I also need to figure out a dinghy situation quick before i do any overnight trips or longer. Something my dog won't puncture and is big enough yet small enough to stow on a 22 foot boat. Any recs on that?


----------



## MetalBryan (Apr 13, 2019)

Reading about the thing you want to do is frustrating. This came in the mail to me this week.


----------



## iamwhatiam (Apr 13, 2019)

MetalBryan said:


> Reading about the thing you want to do is frustrating. This came in the mail to me this week.


Chapman's is fucking incredible. We have the same book except a slightly older edition


----------



## Dameon (Apr 13, 2019)

iamwhatiam said:


> I also need to figure out a dinghy situation quick before i do any overnight trips or longer. Something my dog won't puncture and is big enough yet small enough to stow on a 22 foot boat. Any recs on that?


You can usually pick up an Avon inflatable for cheap. Inflatable may sound bad for use with a dog, but they're extremely durable; I used an Avon as my tender for years with my dog, and she never created a hole in it. An Avon inflatable makes a good tender for a small boat, because it's light and you can deflate it and stow it inside while you're sailing. They're also fairly easy to repair compared to something made out of fiberglass or wood.


----------



## iamwhatiam (Apr 13, 2019)

Dameon said:


> You can usually pick up an Avon inflatable for cheap. Inflatable may sound bad for use with a dog, but they're extremely durable; I used an Avon as my tender for years with my dog, and she never created a hole in it. An Avon inflatable makes a good tender for a small boat, because it's light and you can deflate it and stow it inside while you're sailing. They're also fairly easy to repair compared to something made out of fiberglass or wood.


did you have one with a rigid bottom? or was it air filled floor? did you lay down carpet for the bottom or anything?


----------



## Dameon (Apr 13, 2019)

No rigid bottom, just a rubber floor, but the rubber that marine inflatables are made of is super durable. I didn't lay down anything, typically.


----------



## Wombat Joe (Apr 15, 2019)

iamwhatiam said:


> won't be living on it full time. But yeah ...can always get a bigger boat down the road. No Regerts!

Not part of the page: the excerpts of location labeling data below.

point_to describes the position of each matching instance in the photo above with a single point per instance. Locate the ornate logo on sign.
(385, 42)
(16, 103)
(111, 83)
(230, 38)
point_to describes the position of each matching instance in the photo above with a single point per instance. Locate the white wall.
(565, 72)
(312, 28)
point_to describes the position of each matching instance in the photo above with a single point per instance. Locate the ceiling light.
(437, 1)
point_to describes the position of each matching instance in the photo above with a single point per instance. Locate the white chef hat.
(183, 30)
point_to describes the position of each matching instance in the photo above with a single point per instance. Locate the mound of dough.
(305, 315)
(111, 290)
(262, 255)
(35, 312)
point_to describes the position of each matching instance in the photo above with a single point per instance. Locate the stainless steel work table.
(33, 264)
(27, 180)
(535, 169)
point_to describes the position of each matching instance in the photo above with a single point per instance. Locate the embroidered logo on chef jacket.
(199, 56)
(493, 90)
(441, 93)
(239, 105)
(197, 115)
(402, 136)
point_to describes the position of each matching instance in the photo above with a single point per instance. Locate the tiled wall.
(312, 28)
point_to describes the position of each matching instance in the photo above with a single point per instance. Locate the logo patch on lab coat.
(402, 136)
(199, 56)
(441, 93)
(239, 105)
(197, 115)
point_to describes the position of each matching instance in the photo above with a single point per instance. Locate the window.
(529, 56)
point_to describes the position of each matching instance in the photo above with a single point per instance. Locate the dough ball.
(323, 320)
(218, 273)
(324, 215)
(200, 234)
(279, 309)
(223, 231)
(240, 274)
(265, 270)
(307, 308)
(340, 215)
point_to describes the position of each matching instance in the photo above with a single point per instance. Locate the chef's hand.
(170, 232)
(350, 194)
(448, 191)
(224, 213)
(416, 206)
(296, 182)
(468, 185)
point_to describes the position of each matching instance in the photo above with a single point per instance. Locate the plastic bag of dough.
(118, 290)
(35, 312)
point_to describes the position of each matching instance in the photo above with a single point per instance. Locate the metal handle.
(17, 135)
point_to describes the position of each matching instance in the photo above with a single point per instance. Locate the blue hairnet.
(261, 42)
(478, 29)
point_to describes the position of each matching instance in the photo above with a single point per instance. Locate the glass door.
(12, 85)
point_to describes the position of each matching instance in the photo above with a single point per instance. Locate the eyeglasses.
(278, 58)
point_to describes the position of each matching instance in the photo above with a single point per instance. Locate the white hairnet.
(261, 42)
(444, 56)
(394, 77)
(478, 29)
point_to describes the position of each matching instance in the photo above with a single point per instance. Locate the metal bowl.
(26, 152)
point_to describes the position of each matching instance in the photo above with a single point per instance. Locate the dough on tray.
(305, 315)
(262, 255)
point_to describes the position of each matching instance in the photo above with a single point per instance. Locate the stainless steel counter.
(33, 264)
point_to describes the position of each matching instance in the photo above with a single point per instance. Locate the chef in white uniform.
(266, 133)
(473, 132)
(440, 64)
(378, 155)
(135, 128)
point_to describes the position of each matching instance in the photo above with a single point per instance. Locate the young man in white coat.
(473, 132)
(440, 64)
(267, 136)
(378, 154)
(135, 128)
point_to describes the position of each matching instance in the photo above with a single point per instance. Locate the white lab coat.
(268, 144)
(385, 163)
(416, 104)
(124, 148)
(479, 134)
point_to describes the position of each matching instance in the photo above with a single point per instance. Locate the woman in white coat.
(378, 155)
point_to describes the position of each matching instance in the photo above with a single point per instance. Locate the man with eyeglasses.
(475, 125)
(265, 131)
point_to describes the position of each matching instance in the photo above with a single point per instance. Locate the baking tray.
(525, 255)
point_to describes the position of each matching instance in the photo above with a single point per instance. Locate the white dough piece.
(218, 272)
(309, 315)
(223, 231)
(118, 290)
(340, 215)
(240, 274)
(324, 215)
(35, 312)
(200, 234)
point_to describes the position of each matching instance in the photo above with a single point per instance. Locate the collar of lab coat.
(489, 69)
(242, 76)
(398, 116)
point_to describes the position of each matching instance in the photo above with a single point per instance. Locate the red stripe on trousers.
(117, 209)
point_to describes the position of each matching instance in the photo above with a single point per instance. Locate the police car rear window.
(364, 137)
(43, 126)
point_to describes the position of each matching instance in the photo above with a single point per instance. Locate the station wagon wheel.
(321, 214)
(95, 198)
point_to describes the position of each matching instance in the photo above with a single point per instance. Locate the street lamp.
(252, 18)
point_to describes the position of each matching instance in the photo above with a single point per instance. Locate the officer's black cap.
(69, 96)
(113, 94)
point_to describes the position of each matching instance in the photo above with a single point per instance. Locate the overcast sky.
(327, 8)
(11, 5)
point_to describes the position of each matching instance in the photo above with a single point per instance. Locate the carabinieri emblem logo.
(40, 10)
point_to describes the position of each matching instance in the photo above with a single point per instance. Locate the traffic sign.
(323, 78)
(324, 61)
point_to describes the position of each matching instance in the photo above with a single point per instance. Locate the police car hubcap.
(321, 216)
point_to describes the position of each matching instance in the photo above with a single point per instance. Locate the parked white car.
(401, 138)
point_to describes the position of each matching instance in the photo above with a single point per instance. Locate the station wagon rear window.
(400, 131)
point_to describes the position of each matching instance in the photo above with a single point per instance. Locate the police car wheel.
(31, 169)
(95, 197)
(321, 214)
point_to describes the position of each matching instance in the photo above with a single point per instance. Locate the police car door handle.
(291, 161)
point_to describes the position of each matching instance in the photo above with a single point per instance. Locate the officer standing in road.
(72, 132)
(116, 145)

 i trade u for the lil one when u get a big one!


----------



## MetalBryan (Apr 15, 2019)

I like the idea of StP users learning to sail and then trading their first rig to another StP prospect. That's gotta be the best way to build the punk navy.


----------



## CrowTheBard (Apr 29, 2019)

Dude! Congrats!
Let’s plan a meet up at Cypress island sometime soonish. It’s about half way between Bham and Lopez Island, so a pretty central meet up place, and it’s supposed to be super rad with a few great anchorages. I haven’t been there yet myself, but lots of my friends have and say it’s a must see place.

Anyways, congrats again, let’s get in touch soon and do some sailing!

Cheers,
Crow the Bard


----------



## WyldLyfe (Jun 6, 2019)

OP, thats really cool man, nice boat & good job.. you got your boat license? been driving boats for a while? Theres a youtube channel or two iv been checking out a bit, these people travelling around with boats an stuff maybe you may b interested.

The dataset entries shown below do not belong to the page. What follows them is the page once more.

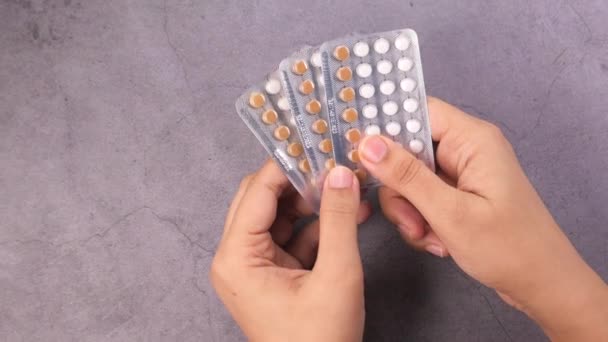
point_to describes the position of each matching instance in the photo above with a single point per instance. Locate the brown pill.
(344, 74)
(347, 94)
(295, 149)
(269, 117)
(304, 166)
(325, 146)
(306, 87)
(299, 67)
(313, 107)
(353, 135)
(361, 175)
(281, 133)
(256, 100)
(341, 53)
(354, 156)
(350, 115)
(319, 126)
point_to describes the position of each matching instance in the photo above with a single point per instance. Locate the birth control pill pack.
(384, 94)
(311, 113)
(265, 110)
(303, 82)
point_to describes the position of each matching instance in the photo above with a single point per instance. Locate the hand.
(483, 211)
(262, 273)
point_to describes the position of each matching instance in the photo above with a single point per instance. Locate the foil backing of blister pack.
(265, 110)
(384, 95)
(301, 73)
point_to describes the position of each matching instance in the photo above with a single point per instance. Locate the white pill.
(370, 111)
(416, 146)
(402, 42)
(283, 103)
(393, 128)
(367, 91)
(390, 108)
(361, 49)
(407, 84)
(273, 86)
(363, 70)
(410, 105)
(315, 59)
(381, 45)
(372, 130)
(413, 125)
(405, 64)
(387, 87)
(384, 67)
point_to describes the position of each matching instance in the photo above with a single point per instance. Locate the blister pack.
(265, 110)
(301, 73)
(384, 95)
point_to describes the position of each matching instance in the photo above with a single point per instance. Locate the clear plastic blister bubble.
(265, 110)
(385, 95)
(303, 80)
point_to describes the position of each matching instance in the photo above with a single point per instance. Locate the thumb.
(398, 169)
(338, 248)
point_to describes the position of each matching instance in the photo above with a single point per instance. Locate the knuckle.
(406, 170)
(245, 181)
(339, 208)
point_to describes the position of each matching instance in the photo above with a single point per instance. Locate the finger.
(258, 207)
(430, 243)
(402, 213)
(235, 202)
(338, 248)
(396, 168)
(304, 246)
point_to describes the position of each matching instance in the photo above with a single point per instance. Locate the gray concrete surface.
(120, 151)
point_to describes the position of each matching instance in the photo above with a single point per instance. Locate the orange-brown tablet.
(256, 100)
(361, 175)
(304, 166)
(299, 67)
(350, 115)
(281, 133)
(347, 94)
(313, 107)
(325, 146)
(319, 126)
(295, 149)
(354, 156)
(353, 135)
(341, 53)
(306, 87)
(344, 74)
(269, 117)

https://www.youtube.com/channel/UCSnwORddxZG1SyB8lSxWQGg
https://www.youtube.com/channel/UCZdQjaSoLjIzFnWsDQOv4ww


----------



## G0PN1KB0T (Nov 2, 2020)

Beautiful boat! My father had a Cat 30 when I was child. I loved the thing! We now have a Coronado 25. Fun little thing. We are planning on changing the through hull soon! It's going to be a great project. I hope you have fun!


----------



## souslespaves (Nov 5, 2020)

love this! congrats!


----------